Многое изменилось с той поры. И я изменилась — не знаю, к лучшему или к худшему. Я уже не та Захра, робкая и отчаянно смелая, что вошла в отцовский кабинет в один из дней, назначенных Аллахом. Воистину то был день великих свершений и перемен: вошла я невольницей, а вышла свободной, как ветер над каменистым харратом. Почти свободной; ведь даже ветер не в силах опрокинуть гору. И у меня есть своя гора — мой джабр, мое предназначение.

Отец, призвавши меня, объявил, что Абдаллах жаждет услышать, когда я войду в его дом и проследую к брачной постели. Сказано это было самым суровым тоном, так как речь о моем замужестве заходила не в первый раз, и я поняла, что теперь мне, наверное, не отвертеться. Отец был преисполнен решимости, а матушка, вытирая слезинки пухлыми пальцами, в то же время улыбалась и кивала мне с дивана, словно говоря: вот и пришел, милая, твой час, счастливый миг соединения с достойным юношей, наследником богатств и древней славы. Баба, однако, не говорил ничего и вовсе не улыбался; сидел на суфе с мрачным лицом, уставившись в изразцовый пол. Заметив это, я воспрянула духом. Дед хоть и жил в Джабале, нашем поместье под Кербелой, оставался главой семьи, и руки его были твердыми, разум — ясным, а слово — последним. Если на кого и надеяться, так на него, подумала я, вздохнула и, набравшись храбрости, промолвила: — Абдаллаха не хочу! Хочу учиться. В Европе! Дед хмыкнул, матушка застыла с раскрытым ртом, а отец поперхнулся. Брови на его красивом холеном лице сошлись, глаза округлились, ноздри раздулись — все признаки гнева, знакомые мне, были ясны, как грозовые тучи на хмуром небе. Но он сдержатся; взглянул на деда, будто испрашивая помощи, вскинул руки вверх и начал обличительные речи. Сперва он напомнил про род Абдаллаха, пусть не столь славный, как наш, но все же почтенный и состоятельный; потом заклеймил моих безбожников-учителей и подруг-бесстыдниц, проклял книги и телевизор, что развращают молодежь, а вместе с книгами — бары, кафе и слаксы, голливудские фильмы и мини-юбки, губную помаду и туфли на высоких каблуках, и все обычаи Запада, внушающие непокорность дочерям, чей разум короток, а язык долог. Я слушала его, потупив взор и размышляя о воле Аллаха, создавшего меня женщиной; в ином варианте все эти грехи и грешки не были б для меня такими запретными. Вот, например, отец: хоть он не носит юбку, но вообще-то юбками не брезгует. Особенно мини… Особенно где-нибудь в Лондоне или в Париже…

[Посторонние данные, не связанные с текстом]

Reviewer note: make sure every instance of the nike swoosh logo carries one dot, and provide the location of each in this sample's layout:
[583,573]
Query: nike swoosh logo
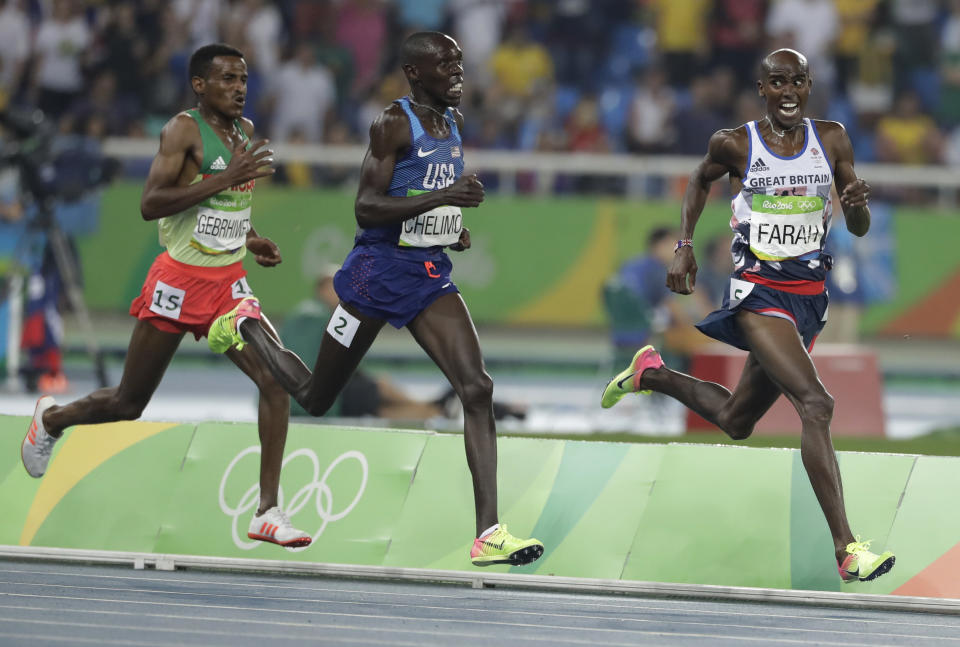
[620,382]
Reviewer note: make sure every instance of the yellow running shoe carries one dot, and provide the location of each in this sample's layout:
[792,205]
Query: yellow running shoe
[860,564]
[628,380]
[224,334]
[500,547]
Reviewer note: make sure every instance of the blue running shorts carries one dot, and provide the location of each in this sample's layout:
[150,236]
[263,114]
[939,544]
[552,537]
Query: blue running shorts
[808,312]
[393,284]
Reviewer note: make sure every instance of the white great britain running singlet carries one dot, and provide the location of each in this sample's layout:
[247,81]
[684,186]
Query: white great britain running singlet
[782,214]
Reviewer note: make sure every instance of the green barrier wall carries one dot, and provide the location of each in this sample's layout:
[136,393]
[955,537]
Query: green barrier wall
[534,261]
[667,513]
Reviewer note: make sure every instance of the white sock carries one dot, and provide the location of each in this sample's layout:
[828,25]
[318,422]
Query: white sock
[489,530]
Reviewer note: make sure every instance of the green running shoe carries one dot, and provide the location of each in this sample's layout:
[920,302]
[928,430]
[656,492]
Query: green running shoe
[500,547]
[628,380]
[224,334]
[860,564]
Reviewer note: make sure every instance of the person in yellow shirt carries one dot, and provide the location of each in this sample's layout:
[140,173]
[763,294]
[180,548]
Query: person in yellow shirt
[682,36]
[907,136]
[520,65]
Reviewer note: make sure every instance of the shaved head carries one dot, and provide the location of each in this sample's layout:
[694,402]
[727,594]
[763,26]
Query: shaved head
[783,56]
[421,44]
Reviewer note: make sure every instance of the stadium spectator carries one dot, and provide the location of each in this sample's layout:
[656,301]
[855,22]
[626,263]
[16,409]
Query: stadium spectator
[700,118]
[949,109]
[477,26]
[855,18]
[303,95]
[907,136]
[62,50]
[682,37]
[650,127]
[737,33]
[916,32]
[361,27]
[14,45]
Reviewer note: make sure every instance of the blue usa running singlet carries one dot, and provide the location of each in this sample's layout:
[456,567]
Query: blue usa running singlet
[781,216]
[429,165]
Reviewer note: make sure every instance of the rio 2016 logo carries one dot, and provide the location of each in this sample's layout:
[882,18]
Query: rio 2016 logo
[316,489]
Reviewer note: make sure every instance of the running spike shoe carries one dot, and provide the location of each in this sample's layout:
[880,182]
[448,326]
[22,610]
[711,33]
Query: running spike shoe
[224,333]
[274,526]
[37,445]
[500,547]
[860,564]
[628,380]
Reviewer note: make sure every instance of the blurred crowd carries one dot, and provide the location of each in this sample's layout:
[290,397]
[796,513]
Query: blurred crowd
[647,76]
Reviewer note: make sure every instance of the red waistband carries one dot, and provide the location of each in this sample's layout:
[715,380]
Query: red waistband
[211,273]
[793,287]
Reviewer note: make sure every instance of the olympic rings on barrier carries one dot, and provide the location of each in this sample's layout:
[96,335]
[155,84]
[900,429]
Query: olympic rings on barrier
[324,503]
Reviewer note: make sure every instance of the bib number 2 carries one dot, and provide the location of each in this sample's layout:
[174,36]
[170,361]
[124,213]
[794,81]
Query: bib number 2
[343,326]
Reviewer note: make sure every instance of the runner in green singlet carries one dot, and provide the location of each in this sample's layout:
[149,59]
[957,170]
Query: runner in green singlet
[199,190]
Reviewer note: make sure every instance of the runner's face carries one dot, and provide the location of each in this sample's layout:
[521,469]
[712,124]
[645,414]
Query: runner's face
[225,88]
[786,89]
[441,73]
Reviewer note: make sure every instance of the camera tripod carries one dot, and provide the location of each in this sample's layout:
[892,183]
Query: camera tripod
[67,267]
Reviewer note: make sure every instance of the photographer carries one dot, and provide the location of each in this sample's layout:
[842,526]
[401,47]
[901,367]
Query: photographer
[55,177]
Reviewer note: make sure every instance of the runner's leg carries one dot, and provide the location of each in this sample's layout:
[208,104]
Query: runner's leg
[780,352]
[316,391]
[148,355]
[446,332]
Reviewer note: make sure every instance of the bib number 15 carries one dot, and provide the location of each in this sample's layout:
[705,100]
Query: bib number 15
[167,300]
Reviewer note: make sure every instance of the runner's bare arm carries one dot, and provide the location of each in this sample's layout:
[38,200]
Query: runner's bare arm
[390,137]
[854,191]
[169,187]
[724,152]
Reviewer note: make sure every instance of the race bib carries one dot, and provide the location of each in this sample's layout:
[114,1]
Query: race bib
[785,227]
[343,326]
[220,232]
[239,289]
[440,226]
[167,300]
[739,291]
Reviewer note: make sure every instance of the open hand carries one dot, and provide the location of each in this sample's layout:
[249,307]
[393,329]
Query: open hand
[855,194]
[467,191]
[265,251]
[250,163]
[464,242]
[683,267]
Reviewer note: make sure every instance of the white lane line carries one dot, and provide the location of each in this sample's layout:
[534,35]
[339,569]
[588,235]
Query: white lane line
[802,619]
[393,629]
[187,632]
[673,606]
[545,614]
[29,639]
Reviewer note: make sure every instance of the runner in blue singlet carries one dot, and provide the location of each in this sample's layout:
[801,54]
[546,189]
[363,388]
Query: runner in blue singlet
[408,209]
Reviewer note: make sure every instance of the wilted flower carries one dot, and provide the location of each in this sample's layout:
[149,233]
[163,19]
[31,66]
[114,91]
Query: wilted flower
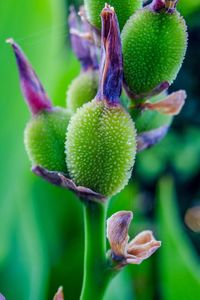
[124,252]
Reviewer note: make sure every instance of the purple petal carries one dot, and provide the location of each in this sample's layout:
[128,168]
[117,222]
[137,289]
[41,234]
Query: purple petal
[159,5]
[111,73]
[150,138]
[32,89]
[61,180]
[82,41]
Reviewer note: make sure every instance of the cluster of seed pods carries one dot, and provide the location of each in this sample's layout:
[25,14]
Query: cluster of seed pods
[90,146]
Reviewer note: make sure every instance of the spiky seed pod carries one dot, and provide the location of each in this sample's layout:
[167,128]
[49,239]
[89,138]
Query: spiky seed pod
[154,42]
[44,139]
[45,132]
[82,89]
[101,142]
[124,9]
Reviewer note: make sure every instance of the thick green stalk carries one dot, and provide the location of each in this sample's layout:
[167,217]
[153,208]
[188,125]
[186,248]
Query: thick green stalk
[96,269]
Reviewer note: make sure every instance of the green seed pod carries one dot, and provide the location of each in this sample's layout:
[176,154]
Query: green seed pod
[45,138]
[101,139]
[124,9]
[46,131]
[154,43]
[82,89]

Мысль об этих сказочных городах дала мне силы — или чуть заметный дедушкин кивок?… Я выпрямилась и, не глядя на отца, сказала:

— Мне не нужен Абдаллах. Мне не нужны его богатства. Там, в Европе, я не стану бегать по барам и кафе, я буду учиться. У мудрых людей! Разве не сказано Пророком: ищущий знаний — благословен? Или это относится только к мужчинам? К тем, чей разум болтается меж ног, а с языка текут не речи мудрости, а слюни?

Матушка в ужасе всплеснула руками, дед хихикнул, а отец побагровел. Кажется, я перегнула палку — насчет слюней и всего остального. Благовоспитанной дочери эмира не полагается знать о таких вещах, но я не испытывала смущения. Я уверилась, что не лягу в постель Абдаллаха, а если меня уложат силой, случится нечто страшное. Очень страшное! Я даже собиралась укоротить его дни — или по крайней мере то, что болталось у Абдаллаха между ногами.

— Дерзишь! — Кулак отца взметнулся над моей головой. — Дерзишь, негодная! Да проклянет тебя Аллах! Забыла свое место? Ну так я…

Кулак начал опускаться, матушка побледнела и испуганно пискнула, но тут раздался голос деда:

— Не трогай ее, Хусейн. Белую верблюдицу не хлещут плетью. Ее берегут, помня о том, что в этой стране уже была война и будет, видимо, другая. Пусть едет подальше от опасностей!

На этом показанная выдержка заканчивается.